Rocks that slipped down from the seawall are dug out of the sand during the project to repair damage near Beachfront Park from the 2011 tsunami. When not enough were uncovered, the city asked the state for more money to bring in another 150 tons of rock for restoring the seawall.
Rocks that slipped down from the seawall are dug out of the sand during the project to repair damage near Beachfront Park from the 2011 tsunami. When not enough were uncovered, the city asked the state for more money to bring in another 150 tons of rock for restoring the seawall. Del Norte Triplicate / Bryant Anderson
Repairs under way to damaged seawalls at Crescent City’s Beachfront Park and a city-owned RV park are a reminder that the 2011 tsunami’s toll was not confined to the local port.

While the $20 million-plus worth of damage to Crescent City Harbor from the tsunami triggered by an earthquake near Japan overshadows other impacts the disaster had in Del Norte County, infrastructure at Crescent City’s flagship park recently needed mending.

Seven-foot high tsunami surges damaged the revetment that protects Beachfront Park from the Pacific Ocean’s high tides and winter waves. Pieces of rock slope material slipped down onto the beach below as a result of the tsunami.

“The rock barrier prevents the revetment from being slowly washed away and eroded by high tides and storm events,” said Kevin Tupman, engineering technician for Crescent City’s public works department, as he supervised construction Wednesday.

The $45,000 project is being funded by the California Office of Emergency Services (formerly California Emergency Management Agency), and involves the installation of 350 tons of rock on 900 feet of seawalls (revetments) near the mouth of Elk Creek.

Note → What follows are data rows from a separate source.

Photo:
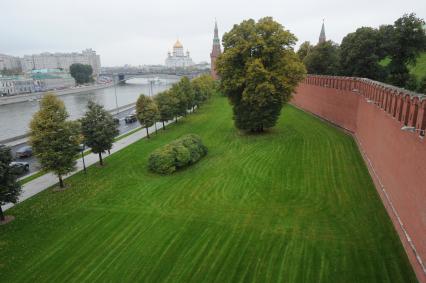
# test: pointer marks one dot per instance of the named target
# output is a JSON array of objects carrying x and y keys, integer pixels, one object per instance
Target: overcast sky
[{"x": 140, "y": 32}]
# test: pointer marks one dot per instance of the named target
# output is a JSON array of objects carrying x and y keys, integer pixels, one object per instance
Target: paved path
[{"x": 42, "y": 183}]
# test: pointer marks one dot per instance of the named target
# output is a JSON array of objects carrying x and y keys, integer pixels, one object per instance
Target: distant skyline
[{"x": 138, "y": 32}]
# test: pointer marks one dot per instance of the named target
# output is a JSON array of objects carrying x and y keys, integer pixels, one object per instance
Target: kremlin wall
[{"x": 375, "y": 113}]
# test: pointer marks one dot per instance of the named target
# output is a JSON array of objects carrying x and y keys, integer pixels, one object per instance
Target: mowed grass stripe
[{"x": 295, "y": 204}]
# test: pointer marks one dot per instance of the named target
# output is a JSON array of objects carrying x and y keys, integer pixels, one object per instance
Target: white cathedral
[{"x": 178, "y": 58}]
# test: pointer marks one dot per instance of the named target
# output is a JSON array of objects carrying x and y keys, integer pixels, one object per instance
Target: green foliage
[
  {"x": 405, "y": 42},
  {"x": 9, "y": 186},
  {"x": 146, "y": 112},
  {"x": 304, "y": 50},
  {"x": 360, "y": 54},
  {"x": 323, "y": 59},
  {"x": 176, "y": 155},
  {"x": 82, "y": 73},
  {"x": 204, "y": 87},
  {"x": 54, "y": 139},
  {"x": 167, "y": 105},
  {"x": 259, "y": 71},
  {"x": 98, "y": 128},
  {"x": 284, "y": 207}
]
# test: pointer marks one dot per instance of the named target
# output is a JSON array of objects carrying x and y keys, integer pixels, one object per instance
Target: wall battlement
[{"x": 376, "y": 113}]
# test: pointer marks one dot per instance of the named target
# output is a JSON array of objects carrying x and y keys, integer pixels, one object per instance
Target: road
[{"x": 35, "y": 166}]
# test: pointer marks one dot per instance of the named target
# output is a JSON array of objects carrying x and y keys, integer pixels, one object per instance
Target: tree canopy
[
  {"x": 146, "y": 112},
  {"x": 9, "y": 187},
  {"x": 82, "y": 73},
  {"x": 323, "y": 59},
  {"x": 98, "y": 129},
  {"x": 54, "y": 139},
  {"x": 259, "y": 71},
  {"x": 360, "y": 54}
]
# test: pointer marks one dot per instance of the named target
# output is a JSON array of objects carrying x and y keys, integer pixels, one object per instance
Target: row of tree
[
  {"x": 382, "y": 54},
  {"x": 56, "y": 140},
  {"x": 170, "y": 104}
]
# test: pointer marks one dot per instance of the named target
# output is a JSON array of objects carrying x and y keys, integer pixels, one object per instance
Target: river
[{"x": 15, "y": 118}]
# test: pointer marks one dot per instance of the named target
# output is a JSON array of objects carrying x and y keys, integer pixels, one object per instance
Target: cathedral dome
[{"x": 177, "y": 44}]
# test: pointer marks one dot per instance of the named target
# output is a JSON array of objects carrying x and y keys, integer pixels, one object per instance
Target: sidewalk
[{"x": 49, "y": 179}]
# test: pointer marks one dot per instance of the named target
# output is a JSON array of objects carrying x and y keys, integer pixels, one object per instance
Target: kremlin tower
[{"x": 215, "y": 52}]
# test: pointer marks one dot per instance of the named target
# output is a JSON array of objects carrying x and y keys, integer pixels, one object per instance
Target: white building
[
  {"x": 11, "y": 85},
  {"x": 8, "y": 62},
  {"x": 178, "y": 58},
  {"x": 61, "y": 61}
]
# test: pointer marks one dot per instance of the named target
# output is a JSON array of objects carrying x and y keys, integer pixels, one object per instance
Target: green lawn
[{"x": 293, "y": 205}]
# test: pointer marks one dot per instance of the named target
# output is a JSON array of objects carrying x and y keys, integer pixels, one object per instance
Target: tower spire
[{"x": 322, "y": 37}]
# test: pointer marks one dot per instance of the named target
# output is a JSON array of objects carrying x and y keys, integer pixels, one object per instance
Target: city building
[
  {"x": 62, "y": 61},
  {"x": 178, "y": 59},
  {"x": 51, "y": 79},
  {"x": 11, "y": 85},
  {"x": 8, "y": 62},
  {"x": 322, "y": 37},
  {"x": 216, "y": 51}
]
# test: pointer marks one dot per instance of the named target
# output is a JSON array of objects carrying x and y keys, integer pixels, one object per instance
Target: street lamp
[
  {"x": 115, "y": 93},
  {"x": 82, "y": 147}
]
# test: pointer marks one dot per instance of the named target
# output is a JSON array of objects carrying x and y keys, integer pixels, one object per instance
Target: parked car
[
  {"x": 130, "y": 118},
  {"x": 25, "y": 151},
  {"x": 20, "y": 167}
]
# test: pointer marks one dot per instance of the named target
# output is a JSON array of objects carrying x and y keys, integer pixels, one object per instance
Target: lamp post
[{"x": 82, "y": 147}]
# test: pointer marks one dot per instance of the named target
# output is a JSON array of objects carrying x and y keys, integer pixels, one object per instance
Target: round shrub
[{"x": 178, "y": 154}]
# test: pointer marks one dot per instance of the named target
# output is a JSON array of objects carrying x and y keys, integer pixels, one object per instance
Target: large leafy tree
[
  {"x": 360, "y": 54},
  {"x": 98, "y": 129},
  {"x": 259, "y": 71},
  {"x": 146, "y": 112},
  {"x": 167, "y": 105},
  {"x": 9, "y": 187},
  {"x": 203, "y": 87},
  {"x": 408, "y": 40},
  {"x": 304, "y": 50},
  {"x": 55, "y": 140},
  {"x": 323, "y": 59},
  {"x": 82, "y": 73}
]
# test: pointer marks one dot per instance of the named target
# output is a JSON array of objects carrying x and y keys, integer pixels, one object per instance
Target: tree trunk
[
  {"x": 2, "y": 218},
  {"x": 101, "y": 162},
  {"x": 61, "y": 182}
]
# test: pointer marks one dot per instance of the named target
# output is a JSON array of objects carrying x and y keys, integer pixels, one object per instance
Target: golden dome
[{"x": 177, "y": 44}]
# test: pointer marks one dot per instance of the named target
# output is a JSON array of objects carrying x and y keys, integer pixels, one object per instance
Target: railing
[{"x": 407, "y": 107}]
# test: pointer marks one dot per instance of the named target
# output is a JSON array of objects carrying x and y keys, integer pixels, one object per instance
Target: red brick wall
[{"x": 375, "y": 113}]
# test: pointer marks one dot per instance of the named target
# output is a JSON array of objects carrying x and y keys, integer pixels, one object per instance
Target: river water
[{"x": 15, "y": 118}]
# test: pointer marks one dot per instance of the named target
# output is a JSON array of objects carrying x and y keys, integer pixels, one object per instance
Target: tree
[
  {"x": 259, "y": 71},
  {"x": 203, "y": 87},
  {"x": 98, "y": 129},
  {"x": 323, "y": 59},
  {"x": 408, "y": 40},
  {"x": 360, "y": 54},
  {"x": 304, "y": 50},
  {"x": 9, "y": 187},
  {"x": 54, "y": 139},
  {"x": 167, "y": 105},
  {"x": 82, "y": 73},
  {"x": 146, "y": 112}
]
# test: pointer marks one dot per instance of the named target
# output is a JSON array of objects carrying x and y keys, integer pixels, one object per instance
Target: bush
[{"x": 176, "y": 155}]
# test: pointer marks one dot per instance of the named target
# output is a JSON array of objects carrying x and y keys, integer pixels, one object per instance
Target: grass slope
[{"x": 293, "y": 205}]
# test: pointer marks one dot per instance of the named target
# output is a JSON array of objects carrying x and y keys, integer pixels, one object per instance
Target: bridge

Both the Beachfront Park side of the creek and Shoreline RV Park and Campground will be restored to the way they were before the tsunami, Tupman said.

The original project plan called for digging up rocks and concrete that had slipped down from the seawall and were buried in the sand.  But after the city recovered less than half of the rock it expected to recycle, officials had to go back to the state to ask for an additional $10,000 for 150 tons of more rock, Tupman said.

The project, contracted to Hemmingsen Construction, uses larger 1-ton and half-ton rocks for the main structure, and then smaller rocks are wedged in the cracks to keep the rock barrier in place, Tupman said. 

Contractors and city workers have had to work around high tides and the configuration of Elk Creek, which had snaked too close to the revetment adjacent to the RV park to be completed two weeks ago when construction started.

After the weekend rainstorm dropped several inches throughout Del Norte County, Elk Creek’s mouth moved closer to the center, making it possible to finish the work, Tupman said.

“It protects from potential future damage,” said Tupman, who expected the project to be finished this week.